Readers Respond to the Toppling of Presidential Statues in Portland

“Monuments are like plastic bags: They never should have existed, but now we can’t get rid of them.”

A custodian washes graffiti from the base of a Thomas Jefferson statue. (Joy Bogdan)

On Sunday, June 14, a group of protesters toppled the statue of Thomas Jefferson outside Jefferson High School (Murmurs, WW, June 17, 2020). Community members have long discussed removing the Jefferson statue and renaming the school, arguing it's not appropriate to have a monument to a slave owner in a historically Black neighborhood. A few days later, on the eve of Juneteenth, protesters set fire to a statue of George Washington on Northeast Sandy Boulevard, then pulled the monument off its pedestal. Both statues have now been placed in storage. Here's what our readers had to say:

Susan P via wweek.com: "About time all these were taken down. No reason to celebrate slave owners anymore. Proud of my Portland for doing this."

Brandon Hurless via Facebook: "Monuments are like plastic bags: They never should have existed, but now we can't get rid of them."

Nader Absood via Facebook: "A wise man once said, 'My estimation is that every man ever got a statue made of him was one kind of a son of a bitch or another.'"

@jamesblyin via Twitter: "Saw this coming. They need to rename the school next."

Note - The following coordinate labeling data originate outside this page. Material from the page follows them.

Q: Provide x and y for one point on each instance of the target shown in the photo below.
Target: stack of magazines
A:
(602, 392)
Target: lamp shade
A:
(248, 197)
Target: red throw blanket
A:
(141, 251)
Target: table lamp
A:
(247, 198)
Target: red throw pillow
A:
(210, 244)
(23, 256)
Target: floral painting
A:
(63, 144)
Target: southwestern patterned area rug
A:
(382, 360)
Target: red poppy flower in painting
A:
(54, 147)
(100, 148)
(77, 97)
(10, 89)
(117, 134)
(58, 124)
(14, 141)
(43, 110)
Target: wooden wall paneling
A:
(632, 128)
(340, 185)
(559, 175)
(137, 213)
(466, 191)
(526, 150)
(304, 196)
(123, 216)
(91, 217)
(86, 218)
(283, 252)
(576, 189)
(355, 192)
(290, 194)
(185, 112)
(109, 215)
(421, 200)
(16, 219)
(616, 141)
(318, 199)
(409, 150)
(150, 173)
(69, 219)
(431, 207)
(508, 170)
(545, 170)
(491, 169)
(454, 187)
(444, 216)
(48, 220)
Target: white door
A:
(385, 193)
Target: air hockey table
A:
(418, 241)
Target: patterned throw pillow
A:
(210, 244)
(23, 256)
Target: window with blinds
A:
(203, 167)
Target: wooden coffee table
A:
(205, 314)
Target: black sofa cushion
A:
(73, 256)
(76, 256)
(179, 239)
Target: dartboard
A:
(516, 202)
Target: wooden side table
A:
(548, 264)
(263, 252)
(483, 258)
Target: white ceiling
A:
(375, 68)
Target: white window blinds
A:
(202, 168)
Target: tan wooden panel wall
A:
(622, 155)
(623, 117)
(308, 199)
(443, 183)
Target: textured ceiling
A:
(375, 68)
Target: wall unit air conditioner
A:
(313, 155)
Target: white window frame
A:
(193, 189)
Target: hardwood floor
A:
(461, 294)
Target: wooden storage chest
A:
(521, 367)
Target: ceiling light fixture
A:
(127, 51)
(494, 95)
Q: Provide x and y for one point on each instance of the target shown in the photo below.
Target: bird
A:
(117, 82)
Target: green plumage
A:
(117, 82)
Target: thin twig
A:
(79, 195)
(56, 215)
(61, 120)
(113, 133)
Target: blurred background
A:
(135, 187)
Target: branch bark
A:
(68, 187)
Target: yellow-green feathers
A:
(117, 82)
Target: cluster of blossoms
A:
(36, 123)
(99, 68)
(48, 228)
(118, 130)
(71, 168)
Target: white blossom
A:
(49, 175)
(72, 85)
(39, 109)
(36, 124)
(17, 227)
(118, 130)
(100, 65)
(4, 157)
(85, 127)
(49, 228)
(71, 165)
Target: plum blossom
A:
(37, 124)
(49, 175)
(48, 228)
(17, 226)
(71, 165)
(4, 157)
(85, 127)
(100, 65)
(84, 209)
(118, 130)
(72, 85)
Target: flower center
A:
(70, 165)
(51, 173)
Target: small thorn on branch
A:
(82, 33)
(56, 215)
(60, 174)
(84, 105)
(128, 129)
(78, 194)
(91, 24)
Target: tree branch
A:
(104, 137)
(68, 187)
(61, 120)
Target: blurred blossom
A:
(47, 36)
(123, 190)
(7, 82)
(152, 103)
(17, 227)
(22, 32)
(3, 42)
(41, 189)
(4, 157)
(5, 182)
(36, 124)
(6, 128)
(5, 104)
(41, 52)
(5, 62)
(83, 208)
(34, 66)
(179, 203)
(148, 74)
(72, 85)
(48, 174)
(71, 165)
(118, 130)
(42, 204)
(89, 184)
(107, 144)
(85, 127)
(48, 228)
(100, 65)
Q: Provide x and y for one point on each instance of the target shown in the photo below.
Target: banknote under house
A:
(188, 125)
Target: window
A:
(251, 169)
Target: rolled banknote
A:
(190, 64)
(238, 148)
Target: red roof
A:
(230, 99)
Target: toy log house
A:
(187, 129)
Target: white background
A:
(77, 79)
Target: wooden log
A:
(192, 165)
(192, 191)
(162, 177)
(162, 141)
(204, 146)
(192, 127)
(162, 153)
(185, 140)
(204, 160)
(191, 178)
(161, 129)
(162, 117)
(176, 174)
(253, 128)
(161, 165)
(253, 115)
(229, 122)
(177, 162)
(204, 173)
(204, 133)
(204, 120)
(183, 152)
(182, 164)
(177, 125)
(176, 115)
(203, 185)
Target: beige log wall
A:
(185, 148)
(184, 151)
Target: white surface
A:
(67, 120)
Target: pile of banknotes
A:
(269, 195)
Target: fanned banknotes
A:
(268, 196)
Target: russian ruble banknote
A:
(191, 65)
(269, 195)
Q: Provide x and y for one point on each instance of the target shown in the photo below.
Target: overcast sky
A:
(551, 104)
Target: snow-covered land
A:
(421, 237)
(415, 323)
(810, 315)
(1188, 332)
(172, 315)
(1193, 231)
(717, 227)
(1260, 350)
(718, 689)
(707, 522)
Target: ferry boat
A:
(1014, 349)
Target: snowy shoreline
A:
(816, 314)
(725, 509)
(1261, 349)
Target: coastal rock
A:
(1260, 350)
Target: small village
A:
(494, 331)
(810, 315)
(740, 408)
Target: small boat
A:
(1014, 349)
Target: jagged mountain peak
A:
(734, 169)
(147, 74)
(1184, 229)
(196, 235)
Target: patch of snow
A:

Wufpdx15, via wweek.com: "Dude, you realize that Jefferson High School was never renamed, despite being in one of Portland's more Black neighborhoods, due to many African Americans in that community relating to the high school from their own history in Portland. Also the Washington statue was on private property, one owned by a nonprofit that frequently gives back to the community. Perhaps they should have started with a letter first."

Shane Rubio via Facebook: "If you do not own it and it's not on your property then it is vandalism. It doesn't matter what your thoughts are, because you do not speak for everyone."

Warren Harding via Facebook: "Sometimes vandalism is rad. Nobody cried vandalism when the statues of Stalin or Saddam came down."

Nick Ychenko via Facebook: "Apart from the fundamental righteousness of tearing racist statues down, can we at least agree that they constitute awful public art? Like I've never heard somebody walk by one of those things and say, 'Hey, isn't that beautiful,' or 'Wow, that is really brightening my day.' Those statues are literally the opposite of art—all they do is memorialize unjust and illegitimate power."

nrbqfan via wweek.com: "Pulling down a statue of a slave holder so that African American kids don't have to look at it every day and be reminded of their status in this country is not hate. You may disagree with it, and there are reasonable people on both sides of the debate about pulling down statues of Jefferson. But it's not hate."